Michigan's season has not gone the way anyone within the program anticipated, and the Wolverines seemed somewhat shell-shocked during their three-game losing streak. In each loss, Michigan proved unable to respond to early adversity, and that was most apparent in last week's blowout loss to Wisconsin. The Wolverines seemed to reach a new low point in that game after falling behind, 28-0, in the first half. They were poised to reach another low had they lost to the Scarlet Knights for the first time since 2014.
But they pulled off the comeback, and now they have something tangible to build on as they try to turn this season around.
Make no mistake, this is still a very flawed football team. Rutgers was 1-3 and has consistently been the worst team in the Big Ten over the past half decade. And yet the Scarlet Knights looked like the better team for a good portion of Saturday night's game. Michigan's defense struggled, giving up 482 yards, and lost middle linebacker Cam McGrone and safety Brad Hawkins to injury. It's still somewhat unclear how the Wolverines can improve on that side of the ball. The offense, which was stumped last week against Wisconsin, took a significant step forwards. That's one good sign for a team that will have to outscore opponents to win. Meanwhile, Michigan played with an energy and confidence that have been missing since the season opener.

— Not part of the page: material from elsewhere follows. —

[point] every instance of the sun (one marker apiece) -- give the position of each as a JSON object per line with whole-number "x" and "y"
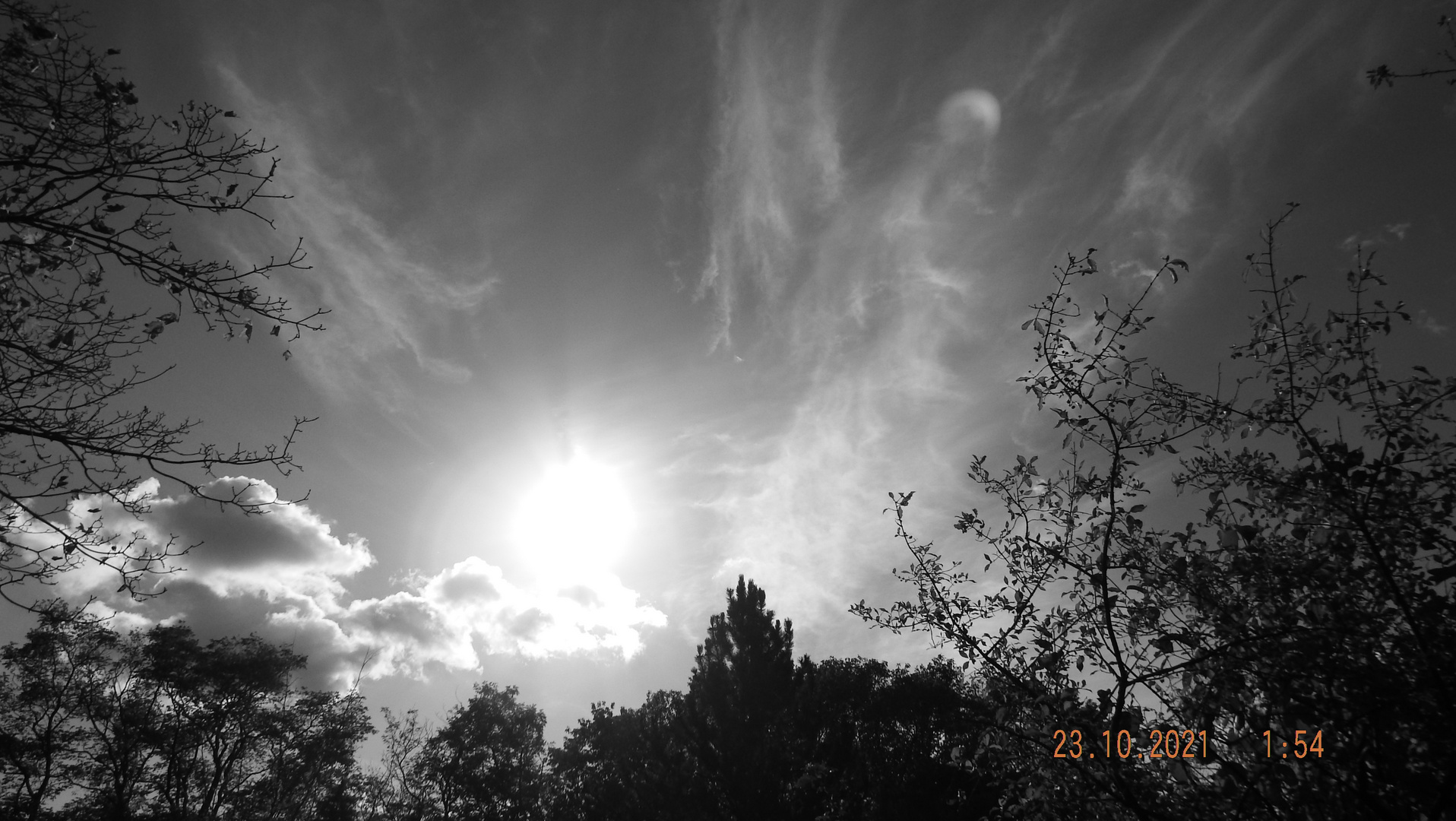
{"x": 577, "y": 518}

This is a young team in the midst of a rebuild, and it felt like the Wolverines were desperate for a win. Well, they got one — now, we'll see whether they can build off of that, with a winnable game against 0-5 Penn State next weekend.
It wasn't pretty. But the Wolverines picked themselves back off the mat and earned a much-needed victory as questions about the future of the program grew louder and louder over the past several weeks. Those questions haven't been answered yet — but there certainly would have been more of them had Michigan lost to the Big Ten's perennial doormat.